Benefici fiscali per le società sportive

Al fine di favorire il processo di ammodernamento del settore sportivo dilettantistico è prevista a breve l’introduzione nell’ordinamento giuridico nazionale delle “società sportive dilettantistiche lucrative” a fianco delle attuali società sportive dilettantistiche non lucrative.

Attualmente solo chi utilizza una delle seguenti forme giuridiche può usufruire dei particolari benefici fiscali riconosciuti alle associazioni sportive:

  • associazione sportiva priva di personalità giuridica, disciplinata dall’art. 36 e seguenti Cod. Civ.;
  • associazione sportiva con personalità giuridica di diritto privato, ex D.P.R. n. 361/2000;
  • società sportiva di capitali o cooperativa, costituita secondo le disposizioni vigenti, ad eccezione di quelle che prevedono le finalità di lucro.

Pur essendo legittimo utilizzare una forma organizzativa diversa da quella sopra elencate non ci sarebbe, in questo caso, la possibilità di ottenere il riconoscimento da parte del CONI e quindi le agevolazioni.

La forma più utilizzata dagli enti che svolgono attività sportiva dilettantistica è quella dell’associazione, che comporta benefici fiscali in forza dell’art. 74 c.6 del D.P.R. n. 633/1972, prevedendo:

  • per la determinazione dell’IVA una detrazione forfetizzata in via ordinaria pari al 50% dell’imposta relativa alle operazioni imponibili relative alle pubblicità,
  • la detrazione del 10% per le sponsorizzazioni
  • la detrazione di 1/3 dell’imposta per le cessioni e concessioni di diritti di ripresa televisiva e di trasmissione radiofonica.

La scelta della costituzione di una società sportiva dilettantistica (ASD) sono essenzialmente di due tipi: maggiore semplicità ed economicità nelle fasi di costituzione e gestione ed i significativi vantaggi fiscali.

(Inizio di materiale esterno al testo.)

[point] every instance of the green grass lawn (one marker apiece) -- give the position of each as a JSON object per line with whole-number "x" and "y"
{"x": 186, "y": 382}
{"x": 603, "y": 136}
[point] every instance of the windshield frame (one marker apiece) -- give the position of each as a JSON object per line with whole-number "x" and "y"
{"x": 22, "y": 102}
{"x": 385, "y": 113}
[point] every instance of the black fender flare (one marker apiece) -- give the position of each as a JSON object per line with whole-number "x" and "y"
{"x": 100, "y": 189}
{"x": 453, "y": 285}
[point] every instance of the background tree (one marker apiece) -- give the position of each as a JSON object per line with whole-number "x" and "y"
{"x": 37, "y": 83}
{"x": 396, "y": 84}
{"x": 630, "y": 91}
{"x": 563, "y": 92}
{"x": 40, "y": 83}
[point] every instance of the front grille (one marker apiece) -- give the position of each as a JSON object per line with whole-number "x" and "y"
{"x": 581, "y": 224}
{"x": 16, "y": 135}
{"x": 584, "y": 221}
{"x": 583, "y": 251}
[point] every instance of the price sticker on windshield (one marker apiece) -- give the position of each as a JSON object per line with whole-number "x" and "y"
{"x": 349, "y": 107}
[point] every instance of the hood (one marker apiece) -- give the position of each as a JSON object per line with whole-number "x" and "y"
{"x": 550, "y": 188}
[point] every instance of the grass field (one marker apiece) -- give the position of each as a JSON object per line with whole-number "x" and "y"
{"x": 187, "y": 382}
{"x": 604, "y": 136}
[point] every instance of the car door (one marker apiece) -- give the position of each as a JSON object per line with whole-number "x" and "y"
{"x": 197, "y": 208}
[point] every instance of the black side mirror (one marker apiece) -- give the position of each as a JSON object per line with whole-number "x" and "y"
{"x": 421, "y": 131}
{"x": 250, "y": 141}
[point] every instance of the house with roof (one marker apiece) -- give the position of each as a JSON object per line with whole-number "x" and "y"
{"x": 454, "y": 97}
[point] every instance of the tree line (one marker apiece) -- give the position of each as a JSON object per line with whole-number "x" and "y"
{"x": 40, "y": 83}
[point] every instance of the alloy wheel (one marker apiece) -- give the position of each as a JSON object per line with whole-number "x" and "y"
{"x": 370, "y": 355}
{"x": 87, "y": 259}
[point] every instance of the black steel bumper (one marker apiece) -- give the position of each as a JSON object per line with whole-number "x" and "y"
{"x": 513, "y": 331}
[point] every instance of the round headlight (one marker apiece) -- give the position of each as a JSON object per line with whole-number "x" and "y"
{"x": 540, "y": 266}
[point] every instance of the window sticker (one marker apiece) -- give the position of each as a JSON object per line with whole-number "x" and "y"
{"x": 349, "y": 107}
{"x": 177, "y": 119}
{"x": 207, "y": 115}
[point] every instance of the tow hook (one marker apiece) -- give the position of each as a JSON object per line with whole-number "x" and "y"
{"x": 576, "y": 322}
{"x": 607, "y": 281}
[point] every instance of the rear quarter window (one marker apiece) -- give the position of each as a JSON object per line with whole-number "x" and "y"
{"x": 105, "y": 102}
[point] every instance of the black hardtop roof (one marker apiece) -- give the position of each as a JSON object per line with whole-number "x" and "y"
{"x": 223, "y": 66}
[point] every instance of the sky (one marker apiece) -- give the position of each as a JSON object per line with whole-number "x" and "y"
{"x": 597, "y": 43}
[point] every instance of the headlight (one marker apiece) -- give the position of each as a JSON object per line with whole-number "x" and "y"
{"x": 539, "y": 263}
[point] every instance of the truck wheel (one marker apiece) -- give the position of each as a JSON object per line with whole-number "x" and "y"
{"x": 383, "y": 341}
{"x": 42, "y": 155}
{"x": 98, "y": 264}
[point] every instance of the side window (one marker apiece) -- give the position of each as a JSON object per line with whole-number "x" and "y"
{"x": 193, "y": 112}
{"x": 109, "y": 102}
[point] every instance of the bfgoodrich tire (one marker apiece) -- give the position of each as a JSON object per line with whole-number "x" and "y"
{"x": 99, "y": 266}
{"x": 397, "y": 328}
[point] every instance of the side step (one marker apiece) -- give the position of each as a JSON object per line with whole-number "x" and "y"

A fronte della scelta di costituire invece una società sportiva dilettantistica lucrativa (o di trasformare una società dilettantistica non lucrativa in una società sportiva dilettantistica lucrativa), è prevista l’obbligatorietà di una serie di prescrizioni nello statuto sociale al fine di garantire che venga svolta effettivamente attività sportiva dilettantistica.

Lo statuto della società sportiva dilettantistica lucrativa deve contenere:

  1. nella denominazione o ragione sociale, la dicitura “società sportiva dilettantistica lucrativa”;
  2. nell’oggetto o scopo sociale, lo svolgimento e l’organizzazione di attività sportive dilettantistiche;
  3. il divieto per gli amministratori di ricoprire la medesima carica in altre società o associazioni sportive dilettantistiche affiliate alla medesima federazione sportiva o disciplina associata ovvero riconosciute da un ente di promozione sportiva nell’ambito della stessa disciplina;
  4. l’obbligo di prevedere nelle strutture sportive, in occasione dell’apertura al pubblico dietro pagamento di corrispettivi a qualsiasi titolo, la presenza di un «direttore tecnico» che sia in possesso del diploma ISEF o di laurea quadriennale in Scienze motorie o di laurea magistrale in Organizzazione e Gestione dei Servizi per lo Sport e le Attività Motorie (LM47) o in Scienze e Tecniche delle Attività Motorie Preventive e Adattate (LM67) o in Scienze e Tecniche dello Sport (LM68), purché in possesso della Laurea Triennale in Scienze Motorie.